Analyze your day by day, perhaps you are committing one of the following errors and it is time to correct them …
Veggies full of calories
To take care of health with what we eat can not miss fruits and vegetables at the daily table, however, not any dish with vegetables or fruits is healthy and light.
If you consume a salad of fast food shops daily you should know that these can have many calories, as if consuming vegetarian burgers bought in abundant quantities.
The chips do not count as vegetables or other preparations of vegetables that are full of fat because of a fry or a calorie sauce that is added to it.
The best, vegetables and fresh fruits, steamed, grilled, boiled or baked. And always homemade, because what we eat out even if it is called vegan, vegetarian or ” light ” will always have more calories and worse nutrients than it is made with our own hands.
You go with the olive oil
The olive oil is one of the best sources of fats for use in your regular diet, and if you use it without subjecting cooking or seasoning to spice up your dishes much better.
However, you may be making the mistake of not recording the amount you use and spend with your consumption. Since as all oil has 99.9% fat, a high intake of olive oil can represent a considerable calorie excess that prevents you from losing weight.
The recommended thing in these cases is to count the amount that we use of oil daily and not to use of to jets. To do this, we can add a spoonful oil to our dishes and try not to use more than 4 tablespoons a day.
A very large portion
If you have made it a goal not to exceed the food ration in each intake for the ultimate purpose of controlling the amounts you consume, you may be making the mistake of choosing or serving very generous portions.
Humans are completer and very seldom left in the plate food, because we really tend to eat everything served and leave the plate empty, so if you eat very abundant rations your attempt to control the amount of ingested insurance is failing.
In addition to eating always sitting at the table and on a plate, it is vital not to overload the food itself and begin to consider the size of the rations that we ingest.
Eat with distractions
The attempt to calm the bug between hours and activate the metabolism can be consuming small portions of food every 3 or 4 hours. But if you drink these in the midst of millions of distractions you can be making a serious mistake.
You will not register, you will not be satisfied and you can even eat a lot more food or worse food without realizing if you take or snacks while you work, drive, are at a work meeting or cleaning your house.
Therefore, it is preferable to eat when we are hungry, trying not to exceed five hours without eating, but to do so as long as we can sit at the table and take at least 20 minutes for the intake, so that we can focus on food and not eat Automatic form, with millions of distractions around.
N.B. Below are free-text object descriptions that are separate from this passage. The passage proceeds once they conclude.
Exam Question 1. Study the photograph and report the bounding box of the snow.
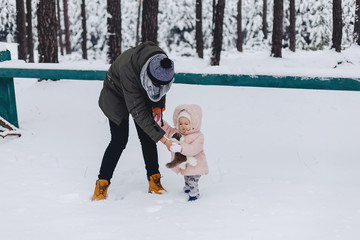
[1,43,360,239]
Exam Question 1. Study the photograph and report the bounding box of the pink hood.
[173,104,202,135]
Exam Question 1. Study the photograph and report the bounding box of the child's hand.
[153,107,162,123]
[170,143,182,153]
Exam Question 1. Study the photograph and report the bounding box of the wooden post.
[0,50,19,128]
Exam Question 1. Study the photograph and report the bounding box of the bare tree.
[289,0,295,51]
[37,0,58,63]
[354,0,360,45]
[26,0,34,62]
[63,0,71,54]
[56,0,64,56]
[262,0,268,39]
[210,0,225,66]
[107,0,122,63]
[16,0,28,61]
[196,0,204,58]
[237,0,243,52]
[136,0,142,46]
[332,0,342,52]
[141,0,158,43]
[271,0,283,57]
[81,0,87,60]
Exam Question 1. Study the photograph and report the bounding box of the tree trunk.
[16,0,28,61]
[107,0,122,63]
[354,0,360,45]
[37,0,58,63]
[141,0,158,43]
[271,0,283,58]
[136,0,142,46]
[81,0,87,60]
[63,0,71,54]
[332,0,342,52]
[289,0,295,52]
[262,0,268,39]
[237,0,243,52]
[210,0,225,66]
[26,0,34,62]
[56,0,64,56]
[196,0,204,58]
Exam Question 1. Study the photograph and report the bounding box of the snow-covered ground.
[1,42,360,239]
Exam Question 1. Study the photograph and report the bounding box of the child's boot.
[188,194,200,201]
[148,173,166,194]
[92,179,110,201]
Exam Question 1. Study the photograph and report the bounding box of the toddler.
[161,104,209,201]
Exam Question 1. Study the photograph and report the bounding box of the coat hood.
[173,104,202,134]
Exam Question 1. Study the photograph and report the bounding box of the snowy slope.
[1,79,360,240]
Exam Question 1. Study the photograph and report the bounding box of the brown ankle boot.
[92,179,110,201]
[148,173,166,194]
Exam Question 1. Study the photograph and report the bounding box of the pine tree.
[142,0,158,43]
[332,0,342,52]
[107,0,121,63]
[354,0,360,45]
[63,0,72,54]
[56,0,64,56]
[81,0,87,59]
[271,0,283,57]
[211,0,225,66]
[136,0,142,46]
[237,0,243,52]
[37,0,58,63]
[289,0,295,51]
[26,0,34,62]
[196,0,204,58]
[16,0,28,61]
[263,0,268,39]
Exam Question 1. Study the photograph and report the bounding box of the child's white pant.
[184,175,201,197]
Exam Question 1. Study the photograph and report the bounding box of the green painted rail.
[1,66,360,91]
[0,50,19,128]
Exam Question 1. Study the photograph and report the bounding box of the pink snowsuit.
[161,104,209,176]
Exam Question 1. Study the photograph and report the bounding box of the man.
[93,41,175,200]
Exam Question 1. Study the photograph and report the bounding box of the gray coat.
[98,42,166,142]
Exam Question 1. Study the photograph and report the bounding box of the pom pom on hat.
[147,55,174,86]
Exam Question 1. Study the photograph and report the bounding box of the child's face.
[178,117,191,134]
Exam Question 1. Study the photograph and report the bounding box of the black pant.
[98,119,160,182]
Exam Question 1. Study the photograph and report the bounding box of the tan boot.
[148,173,166,194]
[92,179,110,201]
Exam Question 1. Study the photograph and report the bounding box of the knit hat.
[147,55,174,86]
[177,110,192,129]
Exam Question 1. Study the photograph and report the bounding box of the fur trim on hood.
[173,104,202,134]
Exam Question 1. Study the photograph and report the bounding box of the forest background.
[1,0,359,64]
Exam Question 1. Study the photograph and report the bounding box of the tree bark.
[141,0,158,43]
[289,0,295,52]
[210,0,225,66]
[107,0,122,63]
[271,0,283,58]
[237,0,243,52]
[26,0,34,62]
[262,0,268,39]
[63,0,71,54]
[16,0,28,61]
[332,0,342,52]
[81,0,87,60]
[56,0,64,56]
[136,0,142,46]
[196,0,204,58]
[37,0,58,63]
[354,0,360,45]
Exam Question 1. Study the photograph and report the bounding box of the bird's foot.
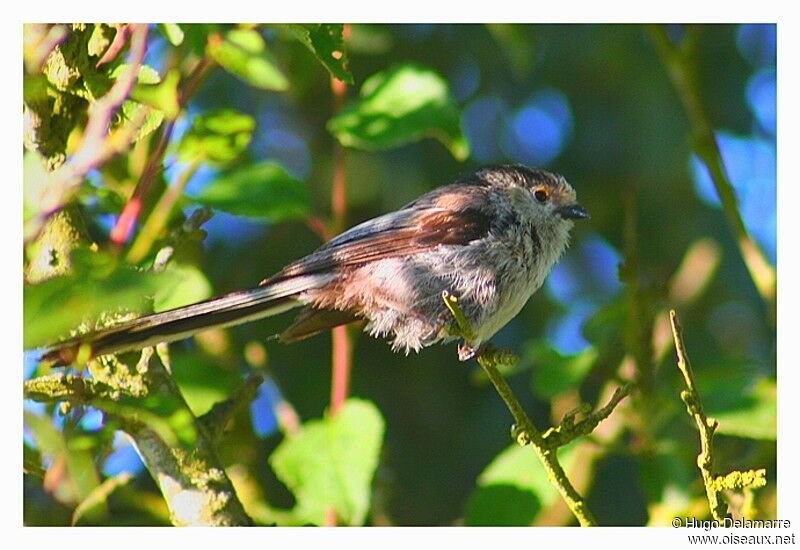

Your rations are those of the labeling
If to take care of your diet you eat a portion of each preparation according to the labeling of food, you may be making a mistake that can lead to both deficit and excess and cause dietary imbalances.
A ration of cookies (as noted on the labeling) may be very low for one person and a lot for another, depending on age, physical activity level, biological condition and other particular factors.
Likewise, depending on food specifically, we may need more or less in the usual diet, so adjusting rations is not something we can do based on the generalities of a label but it is key the individualization in these cases that we can achieve with help of a nutrition professional.
Shopping Home Food
Homemade food is always more advisable than the one that we can get frozen and packaged in a supermarket or the one that sells in a fast food. However, homemade food is made with our own hands, not the one we can buy under the name of “homemade”.
Except in cases where someone in particular cooks just for you and that person you buy your “homemade food,” most of the businesses that say sell such preparations as we eat at home do with nutritional variants that harm us.
For economic reasons, trades reuse oils, use ingredients of but nutritional quality or use other resources that often damage the nutrients of meals and add many calories. That is why home-bought food is not always a good choice when taking care of your diet.
If you are on a diet and you do not see results, these may be some of the causes. Test and evaluate yourself, if you make one or more of these mistakes, it’s time to act to improve your diet and begin to see the fruits of your effort.